La noche antes de la boda de mi esposo, fui sola a recoger las cenizas de nuestra hija de cuatro meses mientras Alejandro exigía que asistiera para verlo casarse con Renata. Él había permitido que se llevaran a Alma para salvar al hijo de otra mujer, y cuando desaparecí dejando una grabación, su celebración terminó revelando una verdad que llevaba siete vidas persiguiéndonos

Parte 1: Mientras él preparaba su boda, yo recogía las cenizas de nuestra hija

La noche antes de que Alejandro Rivas se casara con Renata Salgado, yo estaba completamente sola dentro de una funeraria de Mérida sosteniendo contra el pecho una urna blanca que contenía las cenizas de Alma, nuestra hija de apenas cuatro meses.

Mientras firmaba el último documento, mi celular comenzó a vibrar y vi el nombre de Alejandro en la pantalla; por un segundo imaginé que quizá llamaba para preguntar por Alma, para decir que estaba arrepentido o simplemente para reconocer que nuestra bebé había muerto, pero me equivoqué.

—Jazmín, mañana quiero que estés en mi boda con Renata. Mandaré a alguien por ti.

Ni siquiera pronunció el nombre de nuestra hija.

—Alejandro… déjame en paz de una vez.

Hubo un silencio frío al otro lado de la línea y después colgó, como si yo siguiera siendo una pieza que podía mover cuando le convenía.

Miré la urna y recordé los dedos diminutos de Alma cerrándose alrededor de los míos, sus ojos oscureciéndose en dos medias lunas cuando se reía y la manera en que se tranquilizaba cuando acercaba mi rostro al suyo.

Ahora todo lo que quedaba de ella cabía entre mis brazos.

Aquella misma noche llevé la urna hasta Progreso y caminé por la orilla sintiendo el agua fría alrededor de mis pies, mientras una voz que no escuchaba desde hacía meses apareció dentro de mi cabeza.

—Anfitriona, ¿qué estás haciendo?

Solté una risa cansada.

—Hasta que apareces.

—No puedes abandonar ahora.

Apreté la urna contra mi pecho.

—Sistema, me rindo.

La voz quedó en silencio.

Yo no pertenecía realmente a aquel mundo.

Después de morir en mi vida original había despertado frente a una entidad que me ofreció atravesar siete historias trágicas, conseguir que el protagonista masculino me amara y, si completaba todas, recibir un deseo.

Alejandro era mi séptima misión.

También tenía el rostro del hombre a quien había amado antes de morir.

Por eso había soportado demasiado.

Años antes, Elena Rivas, madre de Alejandro y amiga de mi mamá, me había recibido con cariño cuando yo me quedé sola y terminó presentándome a su hijo.

Alejandro parecía reservado con todos, pero conmigo se mostraba distinto.

Mandó plantar jazmines alrededor de una casa en las afueras de Mérida porque decía que aquellas flores le recordaban mi nombre, y en ese mismo jardín me pidió matrimonio.

—Voy a cuidarte toda la vida, Jaz.

Le creí.

Cuando quedé embarazada, Alejandro preguntaba después de cada consulta si la bebé estaba completamente sana; yo interpreté aquello como preocupación de padre, hasta que durante un estudio prenatal lo vi cargando a un niño pequeño en un hospital.

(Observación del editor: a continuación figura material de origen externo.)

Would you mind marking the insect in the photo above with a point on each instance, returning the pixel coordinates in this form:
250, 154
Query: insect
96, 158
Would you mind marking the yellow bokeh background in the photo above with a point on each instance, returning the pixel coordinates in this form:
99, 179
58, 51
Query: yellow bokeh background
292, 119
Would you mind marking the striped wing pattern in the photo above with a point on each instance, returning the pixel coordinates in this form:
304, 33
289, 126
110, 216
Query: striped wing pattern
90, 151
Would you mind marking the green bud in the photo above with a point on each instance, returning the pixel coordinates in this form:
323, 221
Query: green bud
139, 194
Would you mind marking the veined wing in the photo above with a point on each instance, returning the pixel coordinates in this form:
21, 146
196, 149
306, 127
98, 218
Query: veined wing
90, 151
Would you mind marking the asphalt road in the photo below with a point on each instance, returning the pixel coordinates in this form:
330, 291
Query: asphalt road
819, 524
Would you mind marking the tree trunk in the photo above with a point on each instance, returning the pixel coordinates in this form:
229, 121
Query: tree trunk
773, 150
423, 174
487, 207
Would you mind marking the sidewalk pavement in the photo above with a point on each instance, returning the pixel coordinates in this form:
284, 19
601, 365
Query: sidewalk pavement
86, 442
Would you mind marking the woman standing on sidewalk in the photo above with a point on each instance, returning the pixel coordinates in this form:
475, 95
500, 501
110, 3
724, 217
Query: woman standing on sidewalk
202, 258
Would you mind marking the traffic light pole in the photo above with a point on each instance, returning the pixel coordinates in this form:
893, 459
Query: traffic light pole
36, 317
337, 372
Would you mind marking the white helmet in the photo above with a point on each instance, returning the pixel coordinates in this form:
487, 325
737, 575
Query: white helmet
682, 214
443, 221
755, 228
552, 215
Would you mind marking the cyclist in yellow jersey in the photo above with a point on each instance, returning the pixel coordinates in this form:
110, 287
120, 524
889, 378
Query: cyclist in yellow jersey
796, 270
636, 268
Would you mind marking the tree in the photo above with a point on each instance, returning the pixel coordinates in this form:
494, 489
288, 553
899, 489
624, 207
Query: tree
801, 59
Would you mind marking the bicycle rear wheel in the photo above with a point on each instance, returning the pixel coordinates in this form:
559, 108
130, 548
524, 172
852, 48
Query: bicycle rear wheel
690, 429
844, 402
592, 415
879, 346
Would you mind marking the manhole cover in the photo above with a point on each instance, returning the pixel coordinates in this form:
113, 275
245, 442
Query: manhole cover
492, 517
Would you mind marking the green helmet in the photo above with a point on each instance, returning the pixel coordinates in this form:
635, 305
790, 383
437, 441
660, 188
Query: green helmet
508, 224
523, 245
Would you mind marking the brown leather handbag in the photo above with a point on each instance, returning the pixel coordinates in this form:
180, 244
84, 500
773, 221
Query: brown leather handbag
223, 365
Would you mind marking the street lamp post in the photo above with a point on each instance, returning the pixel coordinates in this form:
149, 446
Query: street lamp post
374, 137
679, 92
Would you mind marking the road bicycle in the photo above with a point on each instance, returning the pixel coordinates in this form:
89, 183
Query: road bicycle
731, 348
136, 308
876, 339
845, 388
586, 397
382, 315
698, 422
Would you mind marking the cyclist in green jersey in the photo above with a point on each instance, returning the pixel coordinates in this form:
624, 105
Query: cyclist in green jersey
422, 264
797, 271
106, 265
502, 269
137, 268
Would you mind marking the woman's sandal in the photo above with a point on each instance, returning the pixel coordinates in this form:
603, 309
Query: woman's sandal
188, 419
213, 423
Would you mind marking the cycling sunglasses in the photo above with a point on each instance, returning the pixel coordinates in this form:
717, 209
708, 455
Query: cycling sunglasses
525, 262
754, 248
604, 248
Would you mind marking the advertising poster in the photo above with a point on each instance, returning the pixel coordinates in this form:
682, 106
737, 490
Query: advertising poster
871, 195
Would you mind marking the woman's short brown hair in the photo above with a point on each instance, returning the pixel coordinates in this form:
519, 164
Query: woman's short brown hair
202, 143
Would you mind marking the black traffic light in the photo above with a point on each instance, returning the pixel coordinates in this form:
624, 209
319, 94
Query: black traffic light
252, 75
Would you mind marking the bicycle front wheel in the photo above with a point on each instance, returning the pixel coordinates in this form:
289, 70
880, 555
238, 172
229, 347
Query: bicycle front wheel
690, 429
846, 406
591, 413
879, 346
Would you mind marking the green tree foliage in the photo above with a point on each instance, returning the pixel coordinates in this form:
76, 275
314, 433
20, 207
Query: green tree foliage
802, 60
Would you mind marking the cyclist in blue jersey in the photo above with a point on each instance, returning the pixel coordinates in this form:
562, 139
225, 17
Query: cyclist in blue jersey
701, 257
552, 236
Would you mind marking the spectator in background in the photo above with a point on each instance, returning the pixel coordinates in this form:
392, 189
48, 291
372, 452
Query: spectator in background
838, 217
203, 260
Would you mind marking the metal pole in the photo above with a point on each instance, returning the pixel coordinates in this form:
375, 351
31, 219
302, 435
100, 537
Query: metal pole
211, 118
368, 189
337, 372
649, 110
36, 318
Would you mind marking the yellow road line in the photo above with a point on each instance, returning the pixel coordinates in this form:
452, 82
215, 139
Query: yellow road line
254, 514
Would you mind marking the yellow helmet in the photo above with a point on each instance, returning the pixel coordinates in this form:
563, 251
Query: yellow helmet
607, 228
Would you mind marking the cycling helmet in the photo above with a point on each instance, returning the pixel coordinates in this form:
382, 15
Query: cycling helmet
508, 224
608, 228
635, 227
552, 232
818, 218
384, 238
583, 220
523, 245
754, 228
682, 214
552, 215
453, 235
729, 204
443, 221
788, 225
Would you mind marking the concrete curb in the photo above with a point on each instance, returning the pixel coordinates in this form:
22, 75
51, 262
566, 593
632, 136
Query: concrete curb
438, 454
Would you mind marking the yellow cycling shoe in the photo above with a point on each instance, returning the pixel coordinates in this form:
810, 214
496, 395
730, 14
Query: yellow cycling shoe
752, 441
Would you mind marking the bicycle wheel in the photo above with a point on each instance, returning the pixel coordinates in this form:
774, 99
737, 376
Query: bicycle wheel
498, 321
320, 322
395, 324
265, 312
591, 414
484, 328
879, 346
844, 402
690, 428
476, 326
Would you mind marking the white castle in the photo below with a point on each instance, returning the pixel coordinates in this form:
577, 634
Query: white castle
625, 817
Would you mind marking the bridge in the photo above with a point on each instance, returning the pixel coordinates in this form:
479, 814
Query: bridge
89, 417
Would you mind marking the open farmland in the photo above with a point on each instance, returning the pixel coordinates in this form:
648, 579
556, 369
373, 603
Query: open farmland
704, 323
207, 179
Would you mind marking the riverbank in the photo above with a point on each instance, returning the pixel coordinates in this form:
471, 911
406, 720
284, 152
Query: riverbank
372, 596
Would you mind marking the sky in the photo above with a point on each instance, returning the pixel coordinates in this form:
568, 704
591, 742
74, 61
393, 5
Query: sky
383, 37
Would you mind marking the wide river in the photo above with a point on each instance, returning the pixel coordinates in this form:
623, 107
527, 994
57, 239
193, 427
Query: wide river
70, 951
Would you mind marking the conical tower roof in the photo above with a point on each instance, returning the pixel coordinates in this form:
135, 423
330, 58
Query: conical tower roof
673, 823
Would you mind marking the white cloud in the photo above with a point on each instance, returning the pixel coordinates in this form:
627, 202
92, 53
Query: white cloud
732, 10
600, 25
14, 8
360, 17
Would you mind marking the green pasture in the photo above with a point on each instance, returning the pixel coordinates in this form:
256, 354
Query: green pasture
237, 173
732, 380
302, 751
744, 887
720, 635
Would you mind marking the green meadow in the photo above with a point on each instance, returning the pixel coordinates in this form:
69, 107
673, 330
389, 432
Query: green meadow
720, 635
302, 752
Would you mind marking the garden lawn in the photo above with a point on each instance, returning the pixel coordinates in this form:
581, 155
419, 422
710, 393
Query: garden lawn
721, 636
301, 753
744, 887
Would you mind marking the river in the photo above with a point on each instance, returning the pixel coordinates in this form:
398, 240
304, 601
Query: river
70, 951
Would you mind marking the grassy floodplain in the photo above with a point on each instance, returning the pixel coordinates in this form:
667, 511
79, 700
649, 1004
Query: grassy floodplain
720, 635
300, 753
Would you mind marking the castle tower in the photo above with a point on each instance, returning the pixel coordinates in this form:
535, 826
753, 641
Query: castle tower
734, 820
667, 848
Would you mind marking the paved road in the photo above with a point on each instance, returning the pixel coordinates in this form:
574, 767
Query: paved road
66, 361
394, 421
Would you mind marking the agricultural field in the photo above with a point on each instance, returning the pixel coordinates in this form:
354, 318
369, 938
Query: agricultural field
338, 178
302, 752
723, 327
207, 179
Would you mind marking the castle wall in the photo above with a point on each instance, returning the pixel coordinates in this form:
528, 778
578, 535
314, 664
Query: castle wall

Junto a él estaba Renata Salgado.

Aquella noche regresó oliendo al perfume de otra mujer.

—¿Dónde estabas?

—En una reunión.

Me mintió mirándome directamente a los ojos.

Meses después, Renata llegó a nuestra casa acompañada por Mateo y soltó la verdad sin ninguna consideración.

—Mateo es hijo de Alejandro.

Sentí que el piso desaparecía debajo de mí, pero aquello apenas era el principio.

Mateo sufría una enfermedad renal grave y Renata aseguró que había encontrado personas dispuestas a realizar un procedimiento clandestino, porque ciertos estudios supuestamente indicaban que Alma podía ser compatible.

Abracé a mi bebé.

—No.

Miré a Alejandro.

—Dime que tú no sabías esto.

Él bajó la mirada.

—Jazmín, Mateo también es mi hijo.

—¡Alma también es tu hija!

Alejandro insistió en que no debería pasarle nada a la niña.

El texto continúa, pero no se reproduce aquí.